Kazakhstan is considering to kill 80,000 saiga antelopes, the ecology ministry told news agency AFP. The government said that since the population of saiga antelopes rebounded, the animals are a threat to farmers.
Government officials said that conservation efforts have seen the number of saiga antelopes in Kazakhstan increase from under 200,000 in 2015 to 1.3 million.
“We have a scientific recommendation to regulate the population of saigas,” a spokeswoman said. “We are studying it, but no final decision has been taken.”
Kazakhstan’s huge desert is home to most of the world’s Saiga antelopes, who also live in Russia’s Kalmykia region and Mongolia.
A ban on hunting introduced in the late 1990s is set to end in 2023 and Kazakhstan’s ecology minister Serikkali Brekeshev mentioned that the ministry had “made a decision” about regularly culling up to 10 percent of the saiga population in western Kazakhstan.

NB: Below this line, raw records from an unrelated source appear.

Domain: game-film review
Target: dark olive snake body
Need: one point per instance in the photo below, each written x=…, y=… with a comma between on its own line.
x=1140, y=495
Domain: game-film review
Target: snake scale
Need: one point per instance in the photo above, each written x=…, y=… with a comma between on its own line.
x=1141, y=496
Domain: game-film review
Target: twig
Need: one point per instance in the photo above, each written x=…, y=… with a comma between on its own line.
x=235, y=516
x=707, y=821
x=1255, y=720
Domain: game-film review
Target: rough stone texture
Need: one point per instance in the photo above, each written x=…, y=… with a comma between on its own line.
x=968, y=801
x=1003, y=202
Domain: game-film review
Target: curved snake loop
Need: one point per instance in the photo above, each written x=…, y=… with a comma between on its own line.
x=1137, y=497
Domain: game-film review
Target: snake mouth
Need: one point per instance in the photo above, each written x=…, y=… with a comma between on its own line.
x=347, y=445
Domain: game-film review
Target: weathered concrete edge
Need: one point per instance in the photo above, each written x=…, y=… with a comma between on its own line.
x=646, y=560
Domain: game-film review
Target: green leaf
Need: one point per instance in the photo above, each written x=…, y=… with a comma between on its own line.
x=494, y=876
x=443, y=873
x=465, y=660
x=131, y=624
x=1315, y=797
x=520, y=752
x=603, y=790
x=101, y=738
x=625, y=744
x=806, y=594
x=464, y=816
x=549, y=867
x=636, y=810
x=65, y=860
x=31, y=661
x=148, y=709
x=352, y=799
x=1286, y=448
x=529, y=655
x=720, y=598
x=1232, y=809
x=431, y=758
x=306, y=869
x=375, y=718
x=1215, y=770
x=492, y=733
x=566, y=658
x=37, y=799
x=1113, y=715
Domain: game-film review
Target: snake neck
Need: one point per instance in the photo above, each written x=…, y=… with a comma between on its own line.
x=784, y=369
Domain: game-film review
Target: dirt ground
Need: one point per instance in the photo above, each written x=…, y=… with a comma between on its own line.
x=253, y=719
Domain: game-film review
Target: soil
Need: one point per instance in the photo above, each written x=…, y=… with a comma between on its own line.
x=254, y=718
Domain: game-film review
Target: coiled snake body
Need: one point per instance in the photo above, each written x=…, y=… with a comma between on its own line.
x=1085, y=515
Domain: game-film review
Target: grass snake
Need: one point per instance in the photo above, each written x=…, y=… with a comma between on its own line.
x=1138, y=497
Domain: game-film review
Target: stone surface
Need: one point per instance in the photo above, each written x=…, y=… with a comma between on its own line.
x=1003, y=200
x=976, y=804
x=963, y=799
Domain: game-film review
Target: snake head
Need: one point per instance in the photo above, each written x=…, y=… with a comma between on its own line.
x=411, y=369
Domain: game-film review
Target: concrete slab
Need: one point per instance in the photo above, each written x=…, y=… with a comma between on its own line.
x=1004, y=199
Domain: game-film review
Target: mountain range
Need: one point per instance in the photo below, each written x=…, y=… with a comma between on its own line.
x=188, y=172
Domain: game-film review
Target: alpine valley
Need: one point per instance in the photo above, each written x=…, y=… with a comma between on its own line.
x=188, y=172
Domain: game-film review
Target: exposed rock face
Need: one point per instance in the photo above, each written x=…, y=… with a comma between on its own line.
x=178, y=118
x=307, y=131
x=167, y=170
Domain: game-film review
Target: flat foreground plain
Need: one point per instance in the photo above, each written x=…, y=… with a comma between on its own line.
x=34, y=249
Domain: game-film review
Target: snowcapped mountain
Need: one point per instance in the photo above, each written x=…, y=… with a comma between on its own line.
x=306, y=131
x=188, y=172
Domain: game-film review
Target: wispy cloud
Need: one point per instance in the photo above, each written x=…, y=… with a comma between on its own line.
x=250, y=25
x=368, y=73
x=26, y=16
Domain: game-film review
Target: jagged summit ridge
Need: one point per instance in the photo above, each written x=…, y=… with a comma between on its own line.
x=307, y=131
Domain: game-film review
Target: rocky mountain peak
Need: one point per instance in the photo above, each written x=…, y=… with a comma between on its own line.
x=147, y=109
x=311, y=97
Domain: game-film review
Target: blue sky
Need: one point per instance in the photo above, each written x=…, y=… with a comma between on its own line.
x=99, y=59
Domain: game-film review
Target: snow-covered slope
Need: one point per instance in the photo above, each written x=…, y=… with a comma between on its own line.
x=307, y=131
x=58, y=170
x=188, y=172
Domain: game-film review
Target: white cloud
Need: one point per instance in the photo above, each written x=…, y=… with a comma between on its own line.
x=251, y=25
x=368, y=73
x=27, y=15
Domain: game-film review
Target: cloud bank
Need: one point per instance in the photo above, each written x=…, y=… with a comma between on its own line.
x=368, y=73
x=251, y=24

“Today…saigas cross over not only into pasture land but also farmland. It’s a definite problem,” Brekeshev was quoted by local media.

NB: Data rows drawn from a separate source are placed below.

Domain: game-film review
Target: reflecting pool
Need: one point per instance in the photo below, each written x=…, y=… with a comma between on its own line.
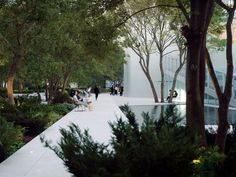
x=155, y=110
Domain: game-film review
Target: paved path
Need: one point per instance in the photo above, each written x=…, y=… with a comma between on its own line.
x=34, y=160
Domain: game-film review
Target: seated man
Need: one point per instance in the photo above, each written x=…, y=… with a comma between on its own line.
x=78, y=100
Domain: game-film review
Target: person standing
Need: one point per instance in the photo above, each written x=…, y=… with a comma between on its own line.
x=96, y=91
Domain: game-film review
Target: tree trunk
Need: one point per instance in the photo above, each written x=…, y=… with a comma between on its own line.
x=226, y=96
x=162, y=77
x=10, y=79
x=152, y=87
x=195, y=34
x=147, y=74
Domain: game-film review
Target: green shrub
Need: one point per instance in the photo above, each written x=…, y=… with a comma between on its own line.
x=134, y=151
x=228, y=168
x=208, y=162
x=10, y=138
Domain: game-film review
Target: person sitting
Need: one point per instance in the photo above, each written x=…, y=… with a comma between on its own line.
x=79, y=101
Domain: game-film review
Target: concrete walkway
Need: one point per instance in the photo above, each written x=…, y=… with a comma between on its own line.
x=34, y=160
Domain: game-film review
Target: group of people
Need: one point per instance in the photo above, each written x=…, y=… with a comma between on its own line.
x=175, y=94
x=78, y=100
x=117, y=89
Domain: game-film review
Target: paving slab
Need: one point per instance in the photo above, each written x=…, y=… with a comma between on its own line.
x=34, y=160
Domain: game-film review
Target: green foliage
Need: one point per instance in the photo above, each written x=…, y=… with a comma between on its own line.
x=208, y=162
x=134, y=151
x=228, y=168
x=32, y=115
x=10, y=138
x=82, y=155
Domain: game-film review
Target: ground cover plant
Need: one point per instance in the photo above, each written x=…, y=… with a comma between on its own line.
x=22, y=122
x=154, y=148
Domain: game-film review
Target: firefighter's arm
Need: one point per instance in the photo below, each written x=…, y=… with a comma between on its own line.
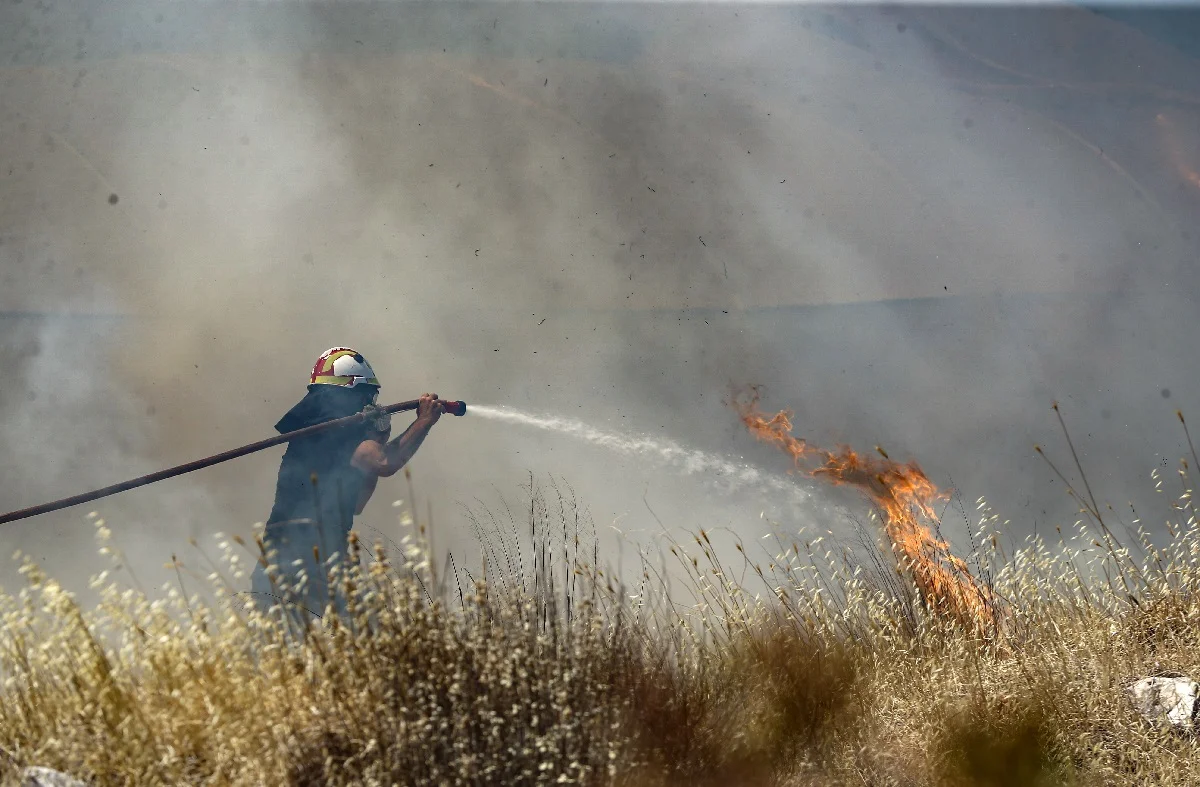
x=387, y=460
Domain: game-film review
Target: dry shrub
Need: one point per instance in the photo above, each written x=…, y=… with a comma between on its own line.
x=793, y=667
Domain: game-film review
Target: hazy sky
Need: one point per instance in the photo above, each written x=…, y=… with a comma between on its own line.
x=916, y=227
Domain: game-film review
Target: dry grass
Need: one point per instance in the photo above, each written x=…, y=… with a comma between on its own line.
x=801, y=662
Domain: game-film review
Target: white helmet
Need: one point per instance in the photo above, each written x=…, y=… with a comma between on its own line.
x=345, y=367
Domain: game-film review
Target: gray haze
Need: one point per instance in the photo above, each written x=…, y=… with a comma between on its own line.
x=915, y=227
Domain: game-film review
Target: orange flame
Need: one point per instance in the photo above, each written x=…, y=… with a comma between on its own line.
x=905, y=497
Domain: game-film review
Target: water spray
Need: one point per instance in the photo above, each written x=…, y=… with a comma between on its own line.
x=453, y=408
x=689, y=461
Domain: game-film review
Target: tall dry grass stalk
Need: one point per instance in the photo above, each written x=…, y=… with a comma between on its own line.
x=801, y=659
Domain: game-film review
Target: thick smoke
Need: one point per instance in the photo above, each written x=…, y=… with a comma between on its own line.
x=915, y=227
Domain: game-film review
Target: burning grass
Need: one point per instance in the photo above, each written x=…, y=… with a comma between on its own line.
x=798, y=661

But the ministry spokeswoman said that any decision would need to be approved by President Kassym-Jomart Tokayev and that public opinion would be considered.
Kazakhstan intensified their crackdown on illegal hunting of saiga antelopes in 2019 after two state rangers were killed by poachers, causing widespread anger.
In 2015, more than half the global population of saiga antelopes died from a nasal bacterium that spread in the unusually hot and humid conditions.